Ingredients Convert to Imperial

  • 4 lamb shanks, trimmed (10 oz each)
  • 8 baby pickling onions, skins removed
  • 8 cloves garlic, peeled
  • 1 (1 oz) packet French onion soup mix
  • 1 cup red wine
  • 1 cup water
  • 1 tsp dried thyme
  • 2 Tbsp tomato paste, no added salt
  • 1 tsp reduced-sodium beef stock powder
  • 1 tsp garlic stock powder
  • 1 (14 oz) can tomatoes in juice, no added salt, chopped
  • 1 roasted red bell pepper, skinned and cut into quarters
  • 1 roasted yellow bell pepper, skinned and cut into quarters
  • 1 Tbsp cornstarch
  • 2 Tbsp extra water

Directions:

Preheat oven to 325F.

Place lamb shanks, onions and garlic cloves in a large casserole dish.

Combine the soup mix, wine, water, thyme, tomato paste, beef stock powder, and garlic stock powder in a bowl, then stir in the tomatoes and juice. Pour over the lamb shanks. Cover casserole. Cook in preheated oven for 1-1/2 hours, stirring once after about 1 hour.

Add the bell peppers; cover and cook for a further 30 minutes.

Skim any excess fat from the top of the sauce. Combine the cornstarch and water, and stir into the casserole.

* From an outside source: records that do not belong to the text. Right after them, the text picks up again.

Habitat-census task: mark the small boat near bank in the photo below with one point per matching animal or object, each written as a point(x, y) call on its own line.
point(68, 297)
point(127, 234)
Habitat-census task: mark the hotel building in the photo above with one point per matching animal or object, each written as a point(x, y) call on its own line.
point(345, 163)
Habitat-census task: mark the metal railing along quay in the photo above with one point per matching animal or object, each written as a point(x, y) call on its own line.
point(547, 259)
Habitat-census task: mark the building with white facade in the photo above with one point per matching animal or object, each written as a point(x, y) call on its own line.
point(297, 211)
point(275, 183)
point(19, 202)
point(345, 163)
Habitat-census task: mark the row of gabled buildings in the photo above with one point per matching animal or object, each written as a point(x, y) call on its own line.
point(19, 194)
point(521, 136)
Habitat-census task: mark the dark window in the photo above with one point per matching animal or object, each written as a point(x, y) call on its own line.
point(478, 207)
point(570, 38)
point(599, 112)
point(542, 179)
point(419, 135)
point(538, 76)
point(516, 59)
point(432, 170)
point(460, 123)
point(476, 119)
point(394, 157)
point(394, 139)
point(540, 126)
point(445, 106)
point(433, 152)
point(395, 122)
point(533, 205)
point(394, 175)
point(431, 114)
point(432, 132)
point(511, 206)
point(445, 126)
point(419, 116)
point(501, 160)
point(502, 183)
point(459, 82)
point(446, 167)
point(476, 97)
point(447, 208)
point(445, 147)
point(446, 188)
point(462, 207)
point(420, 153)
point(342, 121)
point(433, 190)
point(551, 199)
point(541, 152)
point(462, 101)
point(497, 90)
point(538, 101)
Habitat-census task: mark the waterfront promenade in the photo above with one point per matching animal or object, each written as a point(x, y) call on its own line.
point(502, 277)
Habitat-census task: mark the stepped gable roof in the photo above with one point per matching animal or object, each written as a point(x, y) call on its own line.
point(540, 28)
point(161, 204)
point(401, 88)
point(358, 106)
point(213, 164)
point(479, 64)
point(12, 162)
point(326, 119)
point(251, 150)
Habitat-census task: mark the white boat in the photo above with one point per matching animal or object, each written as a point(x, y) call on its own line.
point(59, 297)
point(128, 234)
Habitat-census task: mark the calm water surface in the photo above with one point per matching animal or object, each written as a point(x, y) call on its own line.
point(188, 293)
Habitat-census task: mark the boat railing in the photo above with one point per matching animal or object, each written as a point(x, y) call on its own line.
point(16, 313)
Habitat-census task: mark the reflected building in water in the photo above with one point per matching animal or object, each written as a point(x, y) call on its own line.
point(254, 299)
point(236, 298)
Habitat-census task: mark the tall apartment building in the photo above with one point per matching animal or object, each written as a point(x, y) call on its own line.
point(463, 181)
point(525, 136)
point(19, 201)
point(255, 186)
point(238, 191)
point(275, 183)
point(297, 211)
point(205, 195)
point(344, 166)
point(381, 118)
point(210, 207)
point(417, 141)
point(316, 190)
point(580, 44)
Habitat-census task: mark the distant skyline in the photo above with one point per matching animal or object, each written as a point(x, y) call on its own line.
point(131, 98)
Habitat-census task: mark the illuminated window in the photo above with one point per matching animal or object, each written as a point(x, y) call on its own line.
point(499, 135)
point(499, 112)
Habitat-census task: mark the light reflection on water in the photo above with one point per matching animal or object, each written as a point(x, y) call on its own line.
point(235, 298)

Return to the oven for a further 5 to 10 minutes or until the sauce has thickened.

Variations:

Serve with couscous or mashed potatoes.

Serving suggestions are not included in the nutritional analysis.

Tips:

Casseroles like these are good made a day ahead. Cool quickly, then refrigerate. To serve, remove excess fat off the top, then reheat thoroughly.